""" This score scores a given claim by how much confidence boost stating that claim
explicitly gives to UNLI being able to hypothetically predict the claim. """

from dataclasses import dataclass, field
import string
import ujson as json
from typing import Text, Dict, List, Union, Optional
import numpy as np
from overrides import overrides
from ..entailer.entailer import Entailer, EntailerInstance
from ..utils.instances import ScorerInstance
from .scorer import Scorer


@Scorer.register("unli-confidence-boost")
class UNLIConfidenceBoostScorer(Scorer):
    """1 - p(claim | bleached_context)"""

    __NAME__ = "unli-confidence-boost"

    def __init__(
        self,
        bleached_templates: List[Text],
        entailer: Entailer,
        cap_entailer: Optional[Entailer] = None,
        epsilon: float = 1e-3,
    ):
        """We don't explicitly require the entailer to
        be soft, but practically people should always use a
        soft entailer for proper tie-breaking.
        """

        super().__init__()
        
        self._bleached_templates = bleached_templates
        self._entailer = entailer
        self._cap_entailer = cap_entailer
        self._epsilon = epsilon

    @overrides
    def _score(self, instance: ScorerInstance) -> Dict[Text, Union[Text, float]]:
        """Here the scorer will score the instance into
        result dict
        """

        bleached_context = [bt.format(topic=instance.topic) for bt in self._bleached_templates]

        # pair each bleached_context with the claim
        # and score each pair

        inputs = [
            EntailerInstance(premise=bc, hypothesis=instance.text)
            for bc in bleached_context
        ]

        scores = self._entailer(inputs)
        # Adding lowerbound to cap_score to avoid log(0)
        score = max(*scores, self._epsilon)

        cap_entailer_outputs = {}

        if self._cap_entailer is not None:
            # if cap_score == 1, then the claim needs to be
            # capped regardless of the score
            cap_scores = self._cap_entailer(inputs)
            cap_score = max(cap_scores)
            score = max(score, cap_score)
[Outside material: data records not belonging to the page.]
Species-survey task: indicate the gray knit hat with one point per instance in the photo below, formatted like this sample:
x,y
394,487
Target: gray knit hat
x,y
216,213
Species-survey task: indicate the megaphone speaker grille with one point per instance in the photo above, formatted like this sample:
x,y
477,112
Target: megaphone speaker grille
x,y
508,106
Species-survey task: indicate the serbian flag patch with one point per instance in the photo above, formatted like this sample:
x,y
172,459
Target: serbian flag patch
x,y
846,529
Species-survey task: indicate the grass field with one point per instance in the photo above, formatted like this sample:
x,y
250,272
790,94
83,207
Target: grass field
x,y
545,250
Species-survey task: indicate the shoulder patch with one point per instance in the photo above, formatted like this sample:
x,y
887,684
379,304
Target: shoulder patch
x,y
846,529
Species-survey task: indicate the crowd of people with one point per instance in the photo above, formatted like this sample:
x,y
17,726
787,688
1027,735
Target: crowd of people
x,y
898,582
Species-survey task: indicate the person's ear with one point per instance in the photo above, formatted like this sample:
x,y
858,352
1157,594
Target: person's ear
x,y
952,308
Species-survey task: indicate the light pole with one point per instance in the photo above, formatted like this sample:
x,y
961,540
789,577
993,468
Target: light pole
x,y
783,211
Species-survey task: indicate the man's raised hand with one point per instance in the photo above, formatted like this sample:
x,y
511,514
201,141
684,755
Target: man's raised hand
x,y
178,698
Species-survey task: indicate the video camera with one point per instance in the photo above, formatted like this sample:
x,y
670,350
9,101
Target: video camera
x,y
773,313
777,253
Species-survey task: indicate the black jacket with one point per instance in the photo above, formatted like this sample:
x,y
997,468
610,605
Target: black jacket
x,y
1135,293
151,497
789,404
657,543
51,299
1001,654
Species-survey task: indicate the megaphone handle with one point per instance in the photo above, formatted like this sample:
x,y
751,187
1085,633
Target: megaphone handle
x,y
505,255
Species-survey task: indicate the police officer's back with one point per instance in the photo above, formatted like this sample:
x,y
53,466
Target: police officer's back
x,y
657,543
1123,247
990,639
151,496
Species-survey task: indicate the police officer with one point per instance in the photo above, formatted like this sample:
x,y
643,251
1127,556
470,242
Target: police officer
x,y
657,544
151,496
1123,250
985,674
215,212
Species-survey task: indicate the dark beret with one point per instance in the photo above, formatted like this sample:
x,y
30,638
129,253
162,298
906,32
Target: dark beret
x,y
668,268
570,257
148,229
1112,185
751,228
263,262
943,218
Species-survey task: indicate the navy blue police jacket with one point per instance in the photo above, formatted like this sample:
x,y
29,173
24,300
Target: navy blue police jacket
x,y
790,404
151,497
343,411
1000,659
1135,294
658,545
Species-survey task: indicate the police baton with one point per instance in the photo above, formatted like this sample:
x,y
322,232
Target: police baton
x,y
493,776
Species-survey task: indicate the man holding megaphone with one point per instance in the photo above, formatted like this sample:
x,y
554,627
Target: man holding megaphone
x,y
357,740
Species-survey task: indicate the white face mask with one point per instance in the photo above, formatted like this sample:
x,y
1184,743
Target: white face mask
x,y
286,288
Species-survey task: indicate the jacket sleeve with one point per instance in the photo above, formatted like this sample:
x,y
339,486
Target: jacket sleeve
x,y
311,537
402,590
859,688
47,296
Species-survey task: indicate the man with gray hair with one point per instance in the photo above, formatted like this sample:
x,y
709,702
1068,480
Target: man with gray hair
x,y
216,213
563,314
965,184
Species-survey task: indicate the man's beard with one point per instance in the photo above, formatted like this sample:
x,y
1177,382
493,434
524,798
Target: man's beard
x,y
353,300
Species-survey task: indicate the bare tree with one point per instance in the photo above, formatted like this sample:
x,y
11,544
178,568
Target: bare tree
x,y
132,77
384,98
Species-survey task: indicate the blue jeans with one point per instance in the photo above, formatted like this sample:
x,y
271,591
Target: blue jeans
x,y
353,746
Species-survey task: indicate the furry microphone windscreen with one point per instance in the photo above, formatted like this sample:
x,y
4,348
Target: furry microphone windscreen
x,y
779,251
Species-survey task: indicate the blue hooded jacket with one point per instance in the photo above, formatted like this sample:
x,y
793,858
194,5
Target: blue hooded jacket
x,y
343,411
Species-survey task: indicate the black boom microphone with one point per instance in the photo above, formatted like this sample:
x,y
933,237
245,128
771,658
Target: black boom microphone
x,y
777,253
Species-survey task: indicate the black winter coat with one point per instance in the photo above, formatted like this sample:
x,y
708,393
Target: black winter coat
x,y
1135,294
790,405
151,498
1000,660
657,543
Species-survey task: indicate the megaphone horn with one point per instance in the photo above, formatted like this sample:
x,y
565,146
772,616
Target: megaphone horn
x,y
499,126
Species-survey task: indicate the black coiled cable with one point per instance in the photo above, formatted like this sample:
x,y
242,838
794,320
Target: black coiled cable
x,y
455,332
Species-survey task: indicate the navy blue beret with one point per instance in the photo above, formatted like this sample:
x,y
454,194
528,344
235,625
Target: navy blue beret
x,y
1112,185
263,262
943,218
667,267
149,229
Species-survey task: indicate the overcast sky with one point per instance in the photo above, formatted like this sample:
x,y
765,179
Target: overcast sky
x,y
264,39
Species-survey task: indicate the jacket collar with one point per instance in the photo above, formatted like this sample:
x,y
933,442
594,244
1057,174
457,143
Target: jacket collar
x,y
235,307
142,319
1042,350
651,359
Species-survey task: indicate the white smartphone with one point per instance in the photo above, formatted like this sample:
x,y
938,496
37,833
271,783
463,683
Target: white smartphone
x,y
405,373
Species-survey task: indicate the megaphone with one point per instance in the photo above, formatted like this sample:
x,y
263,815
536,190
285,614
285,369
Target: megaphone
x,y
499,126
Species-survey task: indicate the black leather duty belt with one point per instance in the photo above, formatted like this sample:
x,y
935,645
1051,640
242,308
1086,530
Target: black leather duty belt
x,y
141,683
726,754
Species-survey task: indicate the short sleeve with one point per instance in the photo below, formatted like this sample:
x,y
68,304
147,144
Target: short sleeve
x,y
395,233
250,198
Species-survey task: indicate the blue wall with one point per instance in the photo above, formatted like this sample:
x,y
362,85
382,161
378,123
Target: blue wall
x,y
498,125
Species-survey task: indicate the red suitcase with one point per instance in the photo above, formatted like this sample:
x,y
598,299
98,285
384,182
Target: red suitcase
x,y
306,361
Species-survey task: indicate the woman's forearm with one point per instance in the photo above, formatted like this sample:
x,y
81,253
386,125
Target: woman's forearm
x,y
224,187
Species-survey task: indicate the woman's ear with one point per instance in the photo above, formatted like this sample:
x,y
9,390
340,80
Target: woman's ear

            cap_entailer_outputs["cap_scores"] = cap_scores

        # Zhengping 05/24/2025: Use - log(score) to align with CPMI
        parsed_score = (- np.log(score) - self._epsilon).item()

        return {
            "premises": bleached_context,
            "hypothesis": instance.text,
            "parsed": parsed_score,
            "scores": scores,
            **cap_entailer_outputs,
        }

    @overrides
    def _batch_score(
        self, instances: List[ScorerInstance]
    ) -> List[Dict[Text, Text | float]]:
        """Run scores in batch."""
        
        inputs = [
            EntailerInstance(premise=bt.format(topic=instance.topic), hypothesis=instance.text)
            for instance in instances
            for bt in self._bleached_templates
        ]

        all_scores = self._entailer(inputs)
        all_scores = [
            all_scores[
                i * len(self._bleached_templates) : (i + 1) * len(self._bleached_templates)
            ]
            for i in range(len(instances))
        ]

        all_cap_entailer_outputs = [{}] * len(instances)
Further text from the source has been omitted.